Concurrency is actually an action that we frequently practice in our daily lives. For example, holding a water bottle in one hand while opening a door with the other. Parallel Programming is merely the realization of concurrent operations on a computer. To perform concurrent operations, you first need a CPU with an appropriate architecture. Most processors today are capable of performing concurrent operations. The processor you use at home utilizes the MIMD architecture seen in Figure 1.1.

2. MPI

MPI (Message Passing Interface) is a computer communication protocol. It is a de facto standard protocol used for communication between nodes running parallel programs in a distributed memory system. It supports both point-to-point and collective communication. MPI provides an application programming interface for sending messages along with protocol and semantic specifications on how its features should behave in any given application. The goals of MPI are high performance, scalability, and portability. Despite not being officially approved by any organization, MPI has become a de facto standard in high-performance computing (Wikipedia, 2022).

3. MapReduce

MapReduce is a programming model and associated implementation for processing and generating large datasets distributed across a cluster. MapReduce is an algorithm presented for distributing data and then reducing it back afterwards. Google also provides a MapReduce framework for Big Data under the same name. However, this paper does not utilize this framework. The MapReduce algorithm has been optimized and developed entirely according to the needs of the tool. Figure 3.1 illustrates a MapReduce algorithm used to count data within a document roughly. No parallel processing is used in the visualization, meaning MapReduce is not exclusively used for parallel processing.

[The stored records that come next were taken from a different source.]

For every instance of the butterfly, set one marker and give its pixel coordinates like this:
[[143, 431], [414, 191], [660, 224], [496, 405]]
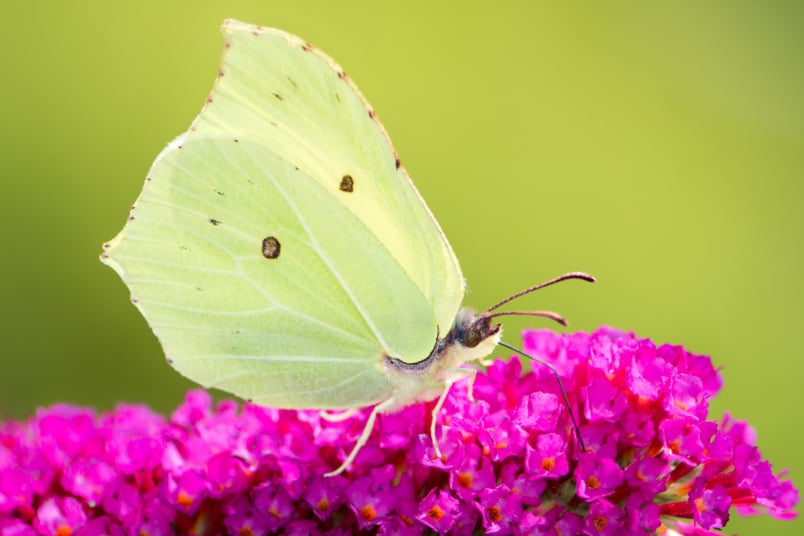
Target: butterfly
[[279, 250]]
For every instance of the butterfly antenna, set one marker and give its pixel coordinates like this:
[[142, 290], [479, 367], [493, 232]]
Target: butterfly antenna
[[560, 385], [570, 275], [544, 314]]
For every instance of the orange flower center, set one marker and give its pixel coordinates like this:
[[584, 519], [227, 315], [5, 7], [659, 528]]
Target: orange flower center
[[368, 513], [435, 513]]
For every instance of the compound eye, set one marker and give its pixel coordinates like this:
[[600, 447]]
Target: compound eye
[[472, 337]]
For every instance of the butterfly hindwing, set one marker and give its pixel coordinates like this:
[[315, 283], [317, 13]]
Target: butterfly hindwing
[[277, 250]]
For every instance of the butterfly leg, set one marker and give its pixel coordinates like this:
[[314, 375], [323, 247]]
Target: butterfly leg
[[363, 439], [455, 376]]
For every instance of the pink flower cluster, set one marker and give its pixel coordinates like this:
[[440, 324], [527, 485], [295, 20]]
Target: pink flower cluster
[[510, 462]]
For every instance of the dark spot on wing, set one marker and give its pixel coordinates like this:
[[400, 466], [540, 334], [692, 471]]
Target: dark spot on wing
[[347, 184], [270, 247]]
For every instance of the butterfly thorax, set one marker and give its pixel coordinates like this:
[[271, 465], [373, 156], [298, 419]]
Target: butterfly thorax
[[469, 339]]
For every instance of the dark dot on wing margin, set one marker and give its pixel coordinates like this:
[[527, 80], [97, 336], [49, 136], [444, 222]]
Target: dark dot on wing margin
[[271, 247], [347, 184]]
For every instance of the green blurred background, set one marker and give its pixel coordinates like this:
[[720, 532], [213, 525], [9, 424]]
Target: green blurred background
[[658, 146]]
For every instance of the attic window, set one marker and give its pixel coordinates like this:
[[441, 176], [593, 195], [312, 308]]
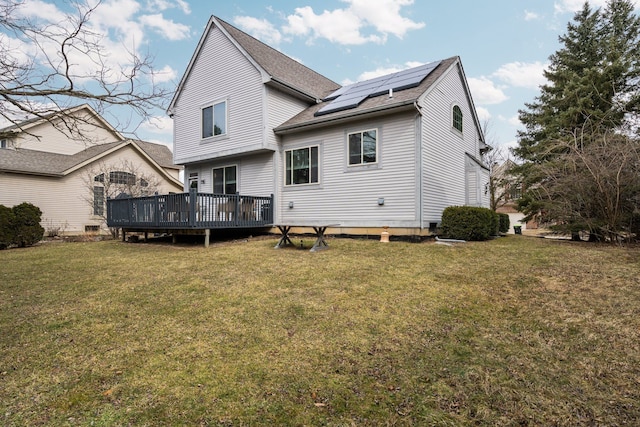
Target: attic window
[[214, 119], [363, 147], [457, 118]]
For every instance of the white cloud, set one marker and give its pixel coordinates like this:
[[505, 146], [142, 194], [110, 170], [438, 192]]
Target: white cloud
[[530, 16], [40, 10], [385, 15], [260, 29], [383, 71], [347, 26], [159, 125], [339, 26], [522, 74], [483, 114], [485, 92], [161, 5], [169, 29], [116, 26], [514, 121], [166, 74], [571, 6]]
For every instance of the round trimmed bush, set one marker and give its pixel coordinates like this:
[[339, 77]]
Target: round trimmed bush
[[469, 223]]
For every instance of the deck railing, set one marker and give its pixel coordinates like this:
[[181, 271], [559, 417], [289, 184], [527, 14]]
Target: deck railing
[[190, 210]]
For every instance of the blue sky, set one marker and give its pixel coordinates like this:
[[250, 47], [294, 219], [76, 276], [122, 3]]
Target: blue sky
[[504, 44]]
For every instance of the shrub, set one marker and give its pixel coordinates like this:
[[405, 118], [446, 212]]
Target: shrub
[[469, 223], [504, 223], [7, 233], [28, 230]]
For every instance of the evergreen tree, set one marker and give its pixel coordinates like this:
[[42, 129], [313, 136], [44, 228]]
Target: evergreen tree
[[591, 92]]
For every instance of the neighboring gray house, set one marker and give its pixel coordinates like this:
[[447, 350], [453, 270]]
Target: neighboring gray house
[[43, 164], [393, 151]]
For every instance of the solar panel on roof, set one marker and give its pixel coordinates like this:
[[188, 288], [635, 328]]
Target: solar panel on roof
[[351, 96]]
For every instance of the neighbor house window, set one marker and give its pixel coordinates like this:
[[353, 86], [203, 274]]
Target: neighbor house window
[[301, 166], [363, 147], [214, 120], [457, 118], [98, 200], [225, 180], [121, 177]]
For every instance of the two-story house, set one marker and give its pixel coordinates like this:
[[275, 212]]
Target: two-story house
[[392, 151]]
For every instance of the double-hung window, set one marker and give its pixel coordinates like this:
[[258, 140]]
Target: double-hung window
[[225, 180], [98, 200], [301, 166], [363, 147], [457, 118], [214, 119]]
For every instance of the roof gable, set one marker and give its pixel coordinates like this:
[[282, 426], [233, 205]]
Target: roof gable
[[43, 163], [379, 104], [276, 68]]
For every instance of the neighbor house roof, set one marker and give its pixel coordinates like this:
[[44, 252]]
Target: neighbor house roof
[[276, 67], [35, 162], [381, 104]]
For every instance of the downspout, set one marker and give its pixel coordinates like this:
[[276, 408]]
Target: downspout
[[420, 174]]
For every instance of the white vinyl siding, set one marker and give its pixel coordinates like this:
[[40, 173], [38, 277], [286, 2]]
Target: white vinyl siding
[[444, 148], [254, 174], [350, 196], [220, 72], [67, 202]]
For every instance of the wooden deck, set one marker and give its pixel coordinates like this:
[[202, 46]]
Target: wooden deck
[[189, 213]]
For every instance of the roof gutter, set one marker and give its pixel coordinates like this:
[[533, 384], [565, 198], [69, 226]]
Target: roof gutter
[[327, 121]]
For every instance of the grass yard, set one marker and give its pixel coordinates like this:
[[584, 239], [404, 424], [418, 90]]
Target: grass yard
[[515, 331]]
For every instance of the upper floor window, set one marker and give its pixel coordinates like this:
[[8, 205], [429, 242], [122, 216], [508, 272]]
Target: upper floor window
[[121, 177], [457, 118], [98, 200], [363, 147], [301, 166], [193, 180], [214, 119]]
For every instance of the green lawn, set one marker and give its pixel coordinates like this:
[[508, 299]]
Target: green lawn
[[515, 331]]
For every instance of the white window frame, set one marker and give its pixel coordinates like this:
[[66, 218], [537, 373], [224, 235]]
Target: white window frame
[[362, 163], [213, 105], [224, 178], [453, 119], [98, 205], [286, 173], [193, 177]]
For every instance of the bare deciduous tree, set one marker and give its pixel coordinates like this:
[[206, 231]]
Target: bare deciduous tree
[[595, 189], [49, 65]]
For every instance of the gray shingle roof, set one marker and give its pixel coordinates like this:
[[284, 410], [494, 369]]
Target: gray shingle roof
[[53, 164], [371, 105], [281, 67]]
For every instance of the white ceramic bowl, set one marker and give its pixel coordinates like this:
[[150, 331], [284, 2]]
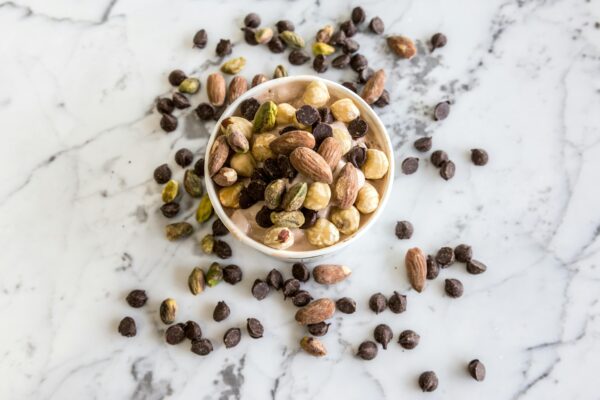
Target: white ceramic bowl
[[366, 112]]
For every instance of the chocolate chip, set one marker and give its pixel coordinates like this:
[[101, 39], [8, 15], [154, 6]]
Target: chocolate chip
[[476, 267], [192, 330], [454, 288], [200, 39], [223, 48], [357, 156], [202, 347], [176, 77], [260, 289], [221, 311], [232, 337], [367, 350], [346, 305], [479, 157], [252, 20], [447, 170], [168, 123], [377, 303], [438, 158], [170, 210], [232, 274], [127, 327], [162, 174], [318, 329], [383, 335], [441, 111], [477, 370], [222, 249], [423, 144], [377, 26], [438, 40], [164, 106], [397, 303], [358, 128], [433, 268], [320, 64], [255, 328], [205, 111], [184, 157]]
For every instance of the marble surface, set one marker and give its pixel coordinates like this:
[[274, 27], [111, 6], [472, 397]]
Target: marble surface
[[80, 227]]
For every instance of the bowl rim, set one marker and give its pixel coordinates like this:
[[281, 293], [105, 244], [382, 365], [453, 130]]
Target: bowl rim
[[294, 254]]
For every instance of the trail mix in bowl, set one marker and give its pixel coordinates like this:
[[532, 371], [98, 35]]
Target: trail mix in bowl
[[300, 168]]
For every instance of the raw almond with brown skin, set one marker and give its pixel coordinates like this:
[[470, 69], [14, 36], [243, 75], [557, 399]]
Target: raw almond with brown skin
[[316, 311], [346, 188], [216, 89], [329, 274], [374, 87], [218, 155], [416, 268], [331, 151], [289, 141], [310, 164]]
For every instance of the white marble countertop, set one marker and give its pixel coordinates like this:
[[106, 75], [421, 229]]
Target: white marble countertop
[[80, 226]]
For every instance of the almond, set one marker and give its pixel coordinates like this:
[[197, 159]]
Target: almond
[[218, 155], [329, 274], [416, 268], [374, 87], [346, 188], [315, 312], [216, 89], [331, 151], [289, 141], [310, 164]]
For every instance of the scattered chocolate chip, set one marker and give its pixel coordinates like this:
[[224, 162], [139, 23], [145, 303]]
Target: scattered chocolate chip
[[175, 334], [447, 170], [410, 165], [127, 327], [438, 158], [232, 274], [383, 335], [358, 128], [454, 288], [428, 381], [318, 329], [477, 370], [176, 77], [441, 111], [202, 347], [260, 289], [377, 303], [162, 174], [168, 123], [367, 350], [397, 303], [479, 157], [423, 144]]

Figure 3.1 MapReduce pseudo code (Wikipedia, 2022)

4. Word Generator

The word generator is a tool that creates words by concatenating randomly selected characters from the 26 characters in the English alphabet, based on the given number of processes and the minimum and maximum word length constraints determined by the user. These words are then saved to a file with spaces between them. The pseudo code for the word generator can be seen in below.


MPINIT()
MPI_Comm_ran()
MPI_Comm_size(N)

create a new Generator
if world_rank == 0:
    Calculate the number of tasks to be sent to each process
    Calculate how much data will be received from each process for scatter
    Create a receiver buffer for scatter

distribute the generated data
wait until all data is distributed at the barrier

Create a character buffer to hold words
Generate words and assign them to the character buffer

if world_rank == 0:
    Create a buffer to collect all words

Collect data from all processes into the buffer
Wait at the barrier until all data is collected

if world_rank == 0: write all data to a file
    Print the time taken for execution

MPI_Finalize

Release the buffer you created

The word generator is implemented using the MPI library in C++. Roughly, the process involves dividing the desired number of words by the number of processes and transmitting the number of words each process needs to generate via buffers. After each process produces its share of words, all words are gathered within the root process. The gathered words are then saved to a file with spaces between them. The file structure of the word generator tool is illustrated in Figure 4.2.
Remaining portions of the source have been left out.